In the case of type 2 diabetes, however, the situation is more complex. In end-stage disease, pancreatic beta cells are depleted, and circulating insulin is low. At earlier points in disease progression, however, high levels of circulating insulin are seen, and the effects in different tissues are variable. For example, insulin resistance in type 2 diabetes increases hepatic lipid synthesis, as would be expected. Seemingly paradoxically, however, it does not suppress glucose production in liver. In muscle, glucose uptake is indeed impaired. This so-called “selective insulin resistance”¹⁵ remains a puzzle going forward. Nevertheless, in the majority of instances, catabolic pathways are activated in diabetes, and it will be important to define the role of MG53 in these tissues.

This study falls in line with an existing literature pointing to regulated mechanisms of protein degradation governing the action of transcription factors. In the most conventional cases, the UPS degrades a transcription factor (decreasing activity), or it degrades an inhibitor (increasing activity). In some instances, a “used” transcription factor bound to DNA is degraded to allow “fresh” molecule to bind, an “activation by destruction” event.¹⁶ Interestingly, the actions of MG53 described here do not fit neatly into either of these categories.

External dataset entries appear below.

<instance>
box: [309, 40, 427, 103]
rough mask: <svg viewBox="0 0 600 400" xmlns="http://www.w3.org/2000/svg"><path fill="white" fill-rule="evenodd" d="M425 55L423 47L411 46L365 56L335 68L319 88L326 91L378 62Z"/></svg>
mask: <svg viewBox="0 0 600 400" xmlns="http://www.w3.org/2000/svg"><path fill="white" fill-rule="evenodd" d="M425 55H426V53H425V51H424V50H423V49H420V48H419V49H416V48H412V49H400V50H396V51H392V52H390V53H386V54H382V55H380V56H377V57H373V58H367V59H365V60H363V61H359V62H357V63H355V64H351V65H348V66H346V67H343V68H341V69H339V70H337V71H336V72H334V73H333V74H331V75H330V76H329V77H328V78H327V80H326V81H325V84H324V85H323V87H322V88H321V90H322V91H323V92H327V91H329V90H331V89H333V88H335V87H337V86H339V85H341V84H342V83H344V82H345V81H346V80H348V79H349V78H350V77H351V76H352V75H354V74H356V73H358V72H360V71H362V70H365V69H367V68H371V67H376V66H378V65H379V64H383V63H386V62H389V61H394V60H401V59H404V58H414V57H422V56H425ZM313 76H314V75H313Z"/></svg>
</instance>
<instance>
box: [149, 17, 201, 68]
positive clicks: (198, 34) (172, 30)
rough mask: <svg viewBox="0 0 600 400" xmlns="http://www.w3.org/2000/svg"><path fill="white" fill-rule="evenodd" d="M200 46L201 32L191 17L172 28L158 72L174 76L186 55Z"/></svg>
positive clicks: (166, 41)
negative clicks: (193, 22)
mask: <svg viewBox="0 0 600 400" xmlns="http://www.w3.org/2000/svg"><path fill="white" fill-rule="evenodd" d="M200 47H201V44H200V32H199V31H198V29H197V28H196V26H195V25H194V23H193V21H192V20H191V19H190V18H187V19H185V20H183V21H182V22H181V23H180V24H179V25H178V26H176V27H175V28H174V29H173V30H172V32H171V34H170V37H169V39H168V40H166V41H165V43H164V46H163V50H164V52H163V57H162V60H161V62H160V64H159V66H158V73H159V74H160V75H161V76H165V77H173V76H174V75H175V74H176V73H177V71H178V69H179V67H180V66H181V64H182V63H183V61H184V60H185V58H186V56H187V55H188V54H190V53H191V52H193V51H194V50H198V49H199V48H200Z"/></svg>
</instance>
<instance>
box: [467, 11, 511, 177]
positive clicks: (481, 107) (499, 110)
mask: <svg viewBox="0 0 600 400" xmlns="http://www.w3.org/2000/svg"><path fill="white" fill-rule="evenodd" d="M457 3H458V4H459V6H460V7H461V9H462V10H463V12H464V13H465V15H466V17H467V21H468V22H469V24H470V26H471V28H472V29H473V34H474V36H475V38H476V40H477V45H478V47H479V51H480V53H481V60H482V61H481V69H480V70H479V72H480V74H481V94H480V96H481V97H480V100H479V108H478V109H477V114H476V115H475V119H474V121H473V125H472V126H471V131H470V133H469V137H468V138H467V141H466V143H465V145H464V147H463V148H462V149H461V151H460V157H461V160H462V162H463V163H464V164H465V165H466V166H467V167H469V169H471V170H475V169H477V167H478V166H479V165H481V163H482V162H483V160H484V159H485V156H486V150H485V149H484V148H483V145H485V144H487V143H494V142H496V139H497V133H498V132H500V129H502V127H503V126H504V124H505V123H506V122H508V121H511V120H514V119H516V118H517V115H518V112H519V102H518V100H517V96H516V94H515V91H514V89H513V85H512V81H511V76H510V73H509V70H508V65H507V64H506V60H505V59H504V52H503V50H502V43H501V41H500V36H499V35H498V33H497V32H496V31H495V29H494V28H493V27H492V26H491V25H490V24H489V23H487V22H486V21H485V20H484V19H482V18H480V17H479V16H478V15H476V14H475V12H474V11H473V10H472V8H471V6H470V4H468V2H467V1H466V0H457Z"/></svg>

An E3 ligase can sometimes promote transcriptional activity independent of ligase activity.¹⁷ Other times, they govern gene transcription via monoubiquitination, a reaction that does not target substrate for degradation. Ubiquitination can also promote the binding of a transcription factor to DNA.¹⁸ For example, monoubiquitination of FoxO4 promotes nuclear translocation, thereby enhancing transcriptional activity; deubiquitination reverses this process.¹⁹ Again, the actions of MG53 described here do not fit neatly into any of these categories. Looking to the future, it will be of great interest to define precise mechanisms whereby MG53 regulates expression of the gene coding for PPARα.

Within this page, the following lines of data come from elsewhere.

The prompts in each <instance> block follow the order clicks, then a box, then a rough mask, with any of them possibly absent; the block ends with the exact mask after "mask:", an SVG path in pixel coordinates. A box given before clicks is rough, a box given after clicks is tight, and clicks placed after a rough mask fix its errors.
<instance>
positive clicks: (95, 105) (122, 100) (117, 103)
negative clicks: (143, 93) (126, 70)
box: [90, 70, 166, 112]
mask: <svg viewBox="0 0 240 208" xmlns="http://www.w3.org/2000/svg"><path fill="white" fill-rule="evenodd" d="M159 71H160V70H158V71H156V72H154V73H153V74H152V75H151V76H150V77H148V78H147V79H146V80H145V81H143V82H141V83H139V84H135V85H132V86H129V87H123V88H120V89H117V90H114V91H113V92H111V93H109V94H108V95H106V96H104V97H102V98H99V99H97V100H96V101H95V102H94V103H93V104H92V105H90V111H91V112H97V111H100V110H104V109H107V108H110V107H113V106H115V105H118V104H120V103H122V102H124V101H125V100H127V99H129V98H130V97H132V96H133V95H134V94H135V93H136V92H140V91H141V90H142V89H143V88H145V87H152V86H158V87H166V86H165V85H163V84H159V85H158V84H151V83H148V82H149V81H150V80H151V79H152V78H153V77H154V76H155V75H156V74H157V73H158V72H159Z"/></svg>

Multiple lines of evidence point to MG53 as an essential component of the membrane repair machinery.^{8, 10} Deficiency of MG53 leads to exacerbated loss of mitochondrial membrane potential and cell death triggered by ischemia/reperfusion.²⁰ Moreover, MG53 constitutes a primary determinant of both ischemic preconditioning and post-conditioning triggered by pro-survival pathways.^{21, 22} Heterologous expression of recombinant human MG53 confers robust cytoprotection in heart²³, lung²⁴, and skeletal muscle²⁵ in the settings of a variety of stress conditions. The present study, however, highlights that caution must be exercised when contemplating translational strategies to activate MG53. Perhaps an ideal therapeutic approach is one that selectively inhibits MG53’s E3 ligase activity while enhancing its membrane repair properties. Further work is needed to parse these diverse functions of MG53.

Diabetic heart disease is a large and growing public health hazard. The report by Liu et al unveils a novel – and potentially important – mechanism of pathogenesis in this disease. Their work raises the possibility that MG53 contributes to adverse events in heart by the concerted actions of two processes: targeted degradation of elements within the insulin signaling cascade and specific up-regulation of PPARα, thereby dismantling the metabolic handling of both glucose and lipids.

As we enter the age of “diabetocardiology”, studies such as this are urgently needed. These investigators are to be congratulated for their pathbreaking mechanistic work at the leading edge of a worldwide pandemic of diabetes and heart disease.